I will say that we have been absolutely blessed with support from some of our friends. Heidi…you and your family are like our rock. To take Kamryn so I could work? To arrange for a wonderful sitter who also took Kamryn so I could work? That alone should be enough to reward you with sainthood. So, thank you. I can’t possibly express how much you all mean to us.
I’ll fully admit that the house is a disaster but its condition isn’t rooted in laziness. I simply can’t divide myself amongst all the responsibilities. While it may seem reasonable to some that I just ask our kids to pitch in, they’re the ones behind all the chaos.
I have a 4-year old whose only mission in life is to interrupt me every five minutes with another “emergency” requiring my immediate attention. Emergencies like tattling on her brothers, watching the cat unabashedly lick itself, or finding Barbie’s lost pants.
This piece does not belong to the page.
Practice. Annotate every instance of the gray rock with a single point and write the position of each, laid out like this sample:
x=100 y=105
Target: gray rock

I have an 11-year old who suffers from the same affliction as myself when it comes to upkeep. So when he does a half-assed job cleaning up a mess or organizing his room, we both stare at the abomination and shrug it off as complete.
I also have a 17-year old who is a charter subscriber with Squalor Digest and far too busy with school, track, and work to rely on for picking up some of the slack.
In turn, I’ve hired professionals. Our job is to keep the house clean enough to where social services wouldn’t remove the children if they visited, and JD Cleaners will come in twice a week to napalm the place and make it smell as good as they make it look.
While Heather’s mother’s condition is only one fragment of the stresses we’re under right now, it’s by far the biggest and the most important. Right now, we’re all in family mode. And while it’s resulted in a full blown all-out crisis, we both realize that this too shall pass.
In the end, we’ll be stronger. While I don’t think I could love her any more than I already do, I know it’ll make the good times all the more sweeter when they arrive. When it’s our turn to exhale, our turn to catch a break, and our turn to do for ourselves, we’re going to embrace every minute of it.
I have no idea when this will be, but when that day does arrive? Lord knows we’ll have earned it.
In good times and in bad. In sickness and in health. ‘Til death do us part. I stand firmly behind everything I promised that day and I hope she realizes who much I love her.
Heather, I love you. I miss you. I’m thinking about you.